CCE AI Suite (NVIDIA GPU)¶
Add-on Overview¶
CCE AI Suite (NVIDIA GPU) is a device management add-on that supports GPUs in containers. To use GPU nodes in a cluster, this add-on must be installed.
Add-on Parameters¶
Parameter | Mandatory | Type | Description |
---|---|---|---|
basic | Yes | object | Basic add-on configuration parameters |
custom | Yes | Table 3 object | Custom parameters |
Parameter | Mandatory | Type | Description |
---|---|---|---|
cluster_version | No | String | CCE cluster version |
device_version | Yes | String | Add-on version |
driver_version | Yes | String | Image tag of an add-on pod where a driver is installed. Generally, the value is the same as that of device_version. |
obs_url | Yes | String | When a GPU driver is downloaded from the default driver address, the value is the GPU driver address. |
swr_addr | Yes | String | Image repository address |
swr_user | Yes | String | Tenant path of an image repository |
Parameter | Mandatory | Type | Description |
---|---|---|---|
compatible_with_legacy_api | No | Bool | API compatibility switch Default value: false true: The add-on supports the GPU native mode and xGPU virtualization. |
component_schedulername | Yes | String | Name of the scheduler used by the add-on. Default value: default-scheduler |
disable_mount_path_v1 | No | Bool | Default value: false true: /opt/cloud/cce/nvidia is not mounted to the /usr/lib/nvidia directory of a GPU container. |
disable_nvidia_gsp | No | Bool | Default value: true true: The GPU GSP firmware is disabled. |
driver_mount_paths | No | String | Driver file directory that needs to be automatically mounted to a GPU container Default value: "bin,lib64" |
enable_fault_isolation | No | Bool | Default value: true true: The add-on detects hardware faults or driver issues of a GPU and then sets the GPU to be unavailable. |
enable_health_monitoring | No | Bool | Default value: true true: The add-on detects hardware faults or driver issues of a GPU. |
enable_metrics_monitoring | No | Bool | Default value: true true: The add-on collects GPU metrics and reports these metrics to Prometheus. |
enable_simple_lib64_mount | No | Bool | Default value: true true: Only the libxxx.so.x file is mounted to a container. |
enable_xgpu | No | Bool | Default value: false Whether to enable xGPU virtualization. |
gpu_driver_config | No | Map | Configurations of the GPU driver for a single node pool Default value: {} |
health_check_xids_v2 | No | String | GPU error range for the add-on health checks Default value: "74,79" |
inject_ld_Library_path | No | String | Value of the LD_LIBRARY_PATH environment variable automatically injected by the add-on to a GPU container Default value: "" |
lib64_container_paths | No | String | Mount path of NVIDIA lib64 in a GPU container Default value: "/usr/lib64,/usr/lib/x86_64-linux-gnu" |
metrics_delete_interval | No | int | Timeout threshold for deleting a metric when the metric cannot be obtained.
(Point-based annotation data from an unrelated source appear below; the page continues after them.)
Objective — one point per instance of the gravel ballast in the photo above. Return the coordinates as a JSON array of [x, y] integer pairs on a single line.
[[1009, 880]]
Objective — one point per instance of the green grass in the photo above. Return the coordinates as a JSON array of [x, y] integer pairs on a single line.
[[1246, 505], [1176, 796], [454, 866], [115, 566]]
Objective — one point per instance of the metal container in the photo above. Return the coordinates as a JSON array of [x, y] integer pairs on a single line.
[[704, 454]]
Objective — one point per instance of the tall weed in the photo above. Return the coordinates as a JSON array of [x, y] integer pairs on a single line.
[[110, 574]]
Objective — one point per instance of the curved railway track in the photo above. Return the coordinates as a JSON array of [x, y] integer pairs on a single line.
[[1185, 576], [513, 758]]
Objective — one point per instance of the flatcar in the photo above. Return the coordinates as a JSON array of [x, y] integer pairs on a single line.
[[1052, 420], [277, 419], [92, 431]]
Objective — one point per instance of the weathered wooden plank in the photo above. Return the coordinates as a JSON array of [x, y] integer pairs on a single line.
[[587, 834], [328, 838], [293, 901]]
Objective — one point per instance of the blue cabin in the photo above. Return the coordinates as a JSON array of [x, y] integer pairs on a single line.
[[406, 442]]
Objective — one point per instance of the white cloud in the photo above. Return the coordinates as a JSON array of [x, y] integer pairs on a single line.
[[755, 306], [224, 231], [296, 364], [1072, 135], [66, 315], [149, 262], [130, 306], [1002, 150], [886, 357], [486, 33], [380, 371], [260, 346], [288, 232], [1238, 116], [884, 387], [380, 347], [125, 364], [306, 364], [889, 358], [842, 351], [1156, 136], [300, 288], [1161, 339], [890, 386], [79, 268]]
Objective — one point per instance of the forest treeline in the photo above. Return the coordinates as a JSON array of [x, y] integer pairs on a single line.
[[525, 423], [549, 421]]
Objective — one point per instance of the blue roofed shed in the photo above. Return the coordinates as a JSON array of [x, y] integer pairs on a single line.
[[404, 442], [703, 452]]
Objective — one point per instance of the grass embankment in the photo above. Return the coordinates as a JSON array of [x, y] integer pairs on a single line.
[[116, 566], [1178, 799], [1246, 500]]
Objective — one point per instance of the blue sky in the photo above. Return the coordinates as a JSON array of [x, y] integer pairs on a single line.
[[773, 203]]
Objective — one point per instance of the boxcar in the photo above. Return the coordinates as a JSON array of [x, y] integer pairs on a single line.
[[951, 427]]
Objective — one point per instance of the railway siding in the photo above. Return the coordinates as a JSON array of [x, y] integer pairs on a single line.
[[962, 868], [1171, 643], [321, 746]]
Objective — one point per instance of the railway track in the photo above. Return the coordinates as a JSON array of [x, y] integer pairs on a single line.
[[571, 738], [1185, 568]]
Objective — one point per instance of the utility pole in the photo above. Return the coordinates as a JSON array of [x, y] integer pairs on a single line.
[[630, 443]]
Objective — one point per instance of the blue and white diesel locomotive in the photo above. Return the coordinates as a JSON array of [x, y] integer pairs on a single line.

The unit is millisecond. Default value: 30000 |
metrics_monitor_interval | No | int | Interval for obtaining metrics, in milliseconds. Default value: 15000 |
nvidia_driver_download_url | Yes | String | Path for downloading the NVIDIA driver Default value: "" |
Example Request¶
{
"kind": "Addon",
"apiVersion": "v3",
"metadata": {
"name": "gpu-beta",
},
"spec": {
"clusterID": "80c9e306-***-***-***-0255ac100043",
"version": "2.0.69",
"addonTemplateName": "gpu-beta",
"values": {
"basic": {
"cluster_version": "v1.27",
"device_version": "2.0.69",
"driver_version": "2.0.69",
"obs_url": "***",
"region": "***",
"swr_addr": "***",
"swr_user": "***"
},
"custom": {
"compatible_with_legacy_api": true,
"component_schedulername": "kube-scheduler",
"disable_mount_path_v1": false,
"disable_nvidia_gsp": true,
"driver_mount_paths": "bin,lib64",
"enable_fault_isolation": true,
"enable_health_monitoring": true,
"enable_metrics_monitoring": true,
"enable_simple_lib64_mount": true,
"enable_xgpu": true,
"gpu_driver_config": {},
"health_check_xids_v2": "74,79",
"inject_ld_Library_path": "",
"lib64_container_paths": "/usr/lib64,/usr/lib/x86_64-linux-gnu",
"metrics_delete_interval": 30000,
"metrics_monitor_interval": 15000,
"nvidia_driver_download_url": ""
},
}
}
}